CASAL DI PRINCIPE – Bloccarli per evitare che continuassero a rendere un incubo l’estate di alcuni commercianti, arrestarli prima che potessero radicarsi con forza nel vuoto criminale formatosi grazie alle recenti retate: per queste ragioni, il pubblico ministero Maurizio Giordano ha firmato un decreto di fermo per tre persone accusate di estorsione con l’aggravante mafiosa. I destinatari del provvedimento sono Nicola Pezzella, 60enne di Casal di Principe, ex genero del collaboratore di giustizia Carmine Schiavone (scomparso nel 2015 e cugino del capoclan Francesco Sandokan), Antonio Barbato, 47enne di Carinaro, e Giuseppe Diana, di San Cipriano d’Aversa.

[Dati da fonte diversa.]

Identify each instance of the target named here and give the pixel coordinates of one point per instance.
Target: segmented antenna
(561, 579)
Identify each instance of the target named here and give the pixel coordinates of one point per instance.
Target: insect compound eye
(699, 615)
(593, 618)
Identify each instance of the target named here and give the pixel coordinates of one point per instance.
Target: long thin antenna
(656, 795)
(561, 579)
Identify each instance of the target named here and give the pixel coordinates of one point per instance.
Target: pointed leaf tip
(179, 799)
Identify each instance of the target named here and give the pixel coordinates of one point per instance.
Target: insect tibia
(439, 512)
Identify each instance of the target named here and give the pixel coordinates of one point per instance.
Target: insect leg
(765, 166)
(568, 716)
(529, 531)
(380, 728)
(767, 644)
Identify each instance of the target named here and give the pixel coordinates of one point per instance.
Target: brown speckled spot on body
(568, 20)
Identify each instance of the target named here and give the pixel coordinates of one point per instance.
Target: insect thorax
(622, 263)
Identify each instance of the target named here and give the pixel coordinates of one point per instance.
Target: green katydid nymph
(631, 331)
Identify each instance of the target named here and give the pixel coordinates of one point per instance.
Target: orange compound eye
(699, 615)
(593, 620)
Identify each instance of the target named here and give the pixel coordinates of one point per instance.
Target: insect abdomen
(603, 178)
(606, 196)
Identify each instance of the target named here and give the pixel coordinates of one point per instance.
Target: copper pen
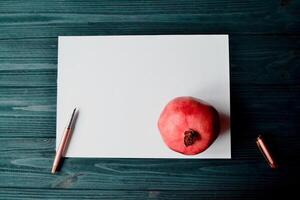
(266, 152)
(63, 143)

Pezzella e Diana, al momento dell’arresto da parte dei poliziotti della Squadra mobile di Caserta (eseguito ieri pomeriggio) si trovavano nei loro comuni di residenza, mentre Barbato è stato raggiunto dal provvedimento nel carcere dove è recluso dallo scorso maggio, sempre con l’accusa di estorsione (ma legata ad altra vicenda giudiziaria).
Secondo quanto ricostruito dalla Dda partenopea, i tre avrebbero estorto denaro al titolare di un’attività commerciale situata nell’Agro aversano, evocando il nome dei Bidognetti.
L’inchiesta, condotta dalla Mobile, ha anche rivelato il presunto tentativo di Pezzella di prendere le redini del gruppo mafioso, rimasto senza guida dopo il blitz dello scorso novembre che ha colpito sia l’organizzazione bidognettiana che quella degli Schiavone.
Pezzella, alias ‘palummiello’, esponente storico del clan dei Casalesi (è stato condannato per mafia nel processo Spartacus), era tornato in libertà da poco tempo e, secondo la Procura, si era reinserito subito nell’attività criminale. Collaboratori di giustizia del passato, come Luigi Diana e Massimo Pannullo, hanno parlato di lui in riferimento proprio al ruolo di estorsore che aveva nell’organizzazione.
Diana nel 2006 riferì ai magistrati che Pezzella era collegato al gruppo Schiavone e che operava pure con Cesare Bianco: “Percepiva lo stipendio di 1.500 euro mensili”. Il pentito disse anche di aver appreso direttamente da Pezzella il suo tentativo di raggiungere il suocero nella località protetta dove si trovava “per farlo desistere (dal collaborare, ndr), ma fu bloccato dalle forze dell’ordine. Il suocero gli aveva mandato a dire – raccontò Diana – di collaborare anche lui, ma rispose che sarebbe rimasto per sempre fedele a Sandokan”.
Tra chi aveva attribuito a Pezzella pure l’ipotizzato coinvolgimento in fatti di sangue c’è il pentito Pannulloe: “Aveva anche compiti di killer. Fatti riferiti a me – disse ai magistrati 17 anni fa – da componenti del clan, in particolare Augusto Bianco”.
Non è da escludere che a parlare dell’attuale (presunta) operatività criminale di Pezzella siano stati i nuovi pentiti che hanno intrapreso il percorso di collaborazione con la giustizia proprio dopo i blitz dello scorso novembre.
Prima dell’ipotizzata nuova estorsione che avrebbe commesso, Antonio Barbato si sarebbe reso protagonista di altre condotte simili eseguite evocando il nome del clan dei Casalesi, tra il 2017 e il 2018. Queste azioni sono state documentate dalla Dda nell’inchiesta che lo scorso maggio ha portato all’esecuzione di 10 misure cautelari, tra cui quella a carico di Barbato. In concorso con Carmine Lucca, sostiene l’accusa, fino a dicembre 2018 avrebbe preso generi alimentari da un negozio di Teverola senza pagarli. Nel dicembre 2017, invece, avrebbe richiesto denaro da un altro supermercato per conto di Giovanni Improda, che da poco aveva lasciato la prigione.
L’udienza di convalida del fermo disposto dal pm Giordano si terrà nei prossimi giorni davanti al Tribunale di Napoli. Gli avvocati Danino Di Cecco, Luigi Poziello e Giovanni Cantelli assisteranno i tre indagati, da considerarsi innocenti fino a un’eventuale sentenza di condanna irrevocabile.